Thanks Mr T! I am wanting to try cold smoking next fall, it is already too warm to try it now!


----------



## hillbilly jim (Mar 4, 2017)

I own a cooking group on Facebook and sell my smoked cheese from there. I must be doing something right because there are several members just shy of camping on my door step waiting for the next batch.

As I write this, I have three pounds of unsalted sweet cream butter in the smoker.


----------



## mr t 59874 (Mar 4, 2017)

PitBulMom said:


> Thanks Mr T! I am wanting to try cold smoking next fall, it is already too warm to try it now!


If you nights are cool, we can get you going.


Hillbilly Jim said:


> I own a cooking group on Facebook and sell my smoked cheese from there. I must be doing something right because there are several members just shy of camping on my door step waiting for the next batch.
> 
> As I write this, I have three pounds of unsalted sweet cream butter in the smoker.


If your customers are happy, keep doing what you are doing.

I used to smoke butter blocks until I tried the following.
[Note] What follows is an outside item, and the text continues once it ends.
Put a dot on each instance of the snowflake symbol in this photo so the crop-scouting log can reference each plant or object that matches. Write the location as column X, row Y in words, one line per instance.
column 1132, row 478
Heavy cream to perfectly smoked butter in 15 minutes. http://www.smokingmeatforums.com/t/142289/smoked-butter-from-scratch-q-view

T


----------



## slotown (Mar 4, 2017)

Mr T,

I live in Florida so cold smoking cheese is a challenge.  We might get 5-7 days of cold weather to play with.  I also work so those days need to land on a Saturday to boot.  Today was one of those days, but I got a late start that I won't even try to explain.  Needless to say by the time I did start the ambient temp had crept from 49 degrees to 65.  I had no margin of error to keep below 70.  I use an AMNPS with a mailbox mod.  In the past, it has worked very well.  Today was different though.  To ensure the temp did not shot past 70 I filled the MES water pan with ice. After lighting the AMNPS, and watching for 15 minutes I noticed that the smoke was not moving through the MES.  It filled up with smoke but no draw.  I noticed the mailbox was puffing out smoke through every crack.  I had never seen this before and was concerned that my AMNPS would go out due to a lack of oxygen.  I was also concerned about an unhealthy amount of smoke on the cheese.
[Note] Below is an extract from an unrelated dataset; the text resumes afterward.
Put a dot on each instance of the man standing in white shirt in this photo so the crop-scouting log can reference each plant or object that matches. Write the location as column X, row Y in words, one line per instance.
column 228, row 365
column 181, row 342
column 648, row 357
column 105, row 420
IMG_20170304_131332210_HDR.jpg



__ slotown
__ Mar 4, 2017






After pondering the problem I think the issue is that the temp inside is equalling the ambient temp outside.  Because of this, there is no "draw" to keep the smoke moving smoothly through the MES.  To beat the problem I set a small fan facing away from the vent.  This is pulling the smoke through the MES quite nicely.  In fact too nice.  Even on the lowest setting I have a pretty good draw.  Still appears to be a lot of smoke inside, and the temp inside is sitting nicely at 67 degrees.  













IMG_20170304_131348597.jpg



__ slotown
__ Mar 4, 2017






If the temp goes over 70, my cold smoke is over.  Right now I have about three hours in.

I would like to hear your comments and suggestions.  Thanks for all your good posts!


----------



## mr t 59874 (Mar 4, 2017)

Slotown,

Wish you had responded last year when the offer was made, to pay for the modifications to one of you Florida smokers if you would do a few test for me, but that is water under the bridge now.

You definitely have your challenges, but it is clear that you have done your homework as far as temperatures go, keep up the good work by not pushing it.

 Keeping the product chamber at or very near ambient can be a challenge when cold smoking. Your thoughts on draw are correct. As you found out placing ice in with the cheese did not work well for you. The reason was the chamber was too cool to allow a natural draft, heat rises. If the chamber is cooler than the firebox, you will get a back draft, which you did. It would have worked better if the ice was placed in, on or along the piping to the product chamber. Of course, you can push or pull the air through the chamber, as you have done, if you wish also.

If you feel you are getting too much draft using the fan, try turning the exhaust vent a bit away from the fan until you achieve the desired amount.

There is a very good chance that you have enough smoke on your cheese now. If not you can add more later.

Thank you for the pictures. Good on you for using a white firebox. Every little thing helps.

Enjoy your cheese,

T


----------



## slotown (Mar 4, 2017)

T,

Thanks for the comments.  Glad you think I'm heading in the right direction.  Pulled the cheese at about 4 1/2 hours.  No sweat and dry to the touch.













cheese.jpg



__ slotown
__ Mar 4, 2017






Pepperjack from Sam's.  I'm the only one who appreciates it in my house, so I don't smoke too much at a time.  Hopefully this will last a few months.

Cheese turned a little yellow, but not much.


----------



## mr t 59874 (Mar 4, 2017)

Hopefully it taste as good as it looks. It is plain to see you kept the temps low.

Good job,

T


----------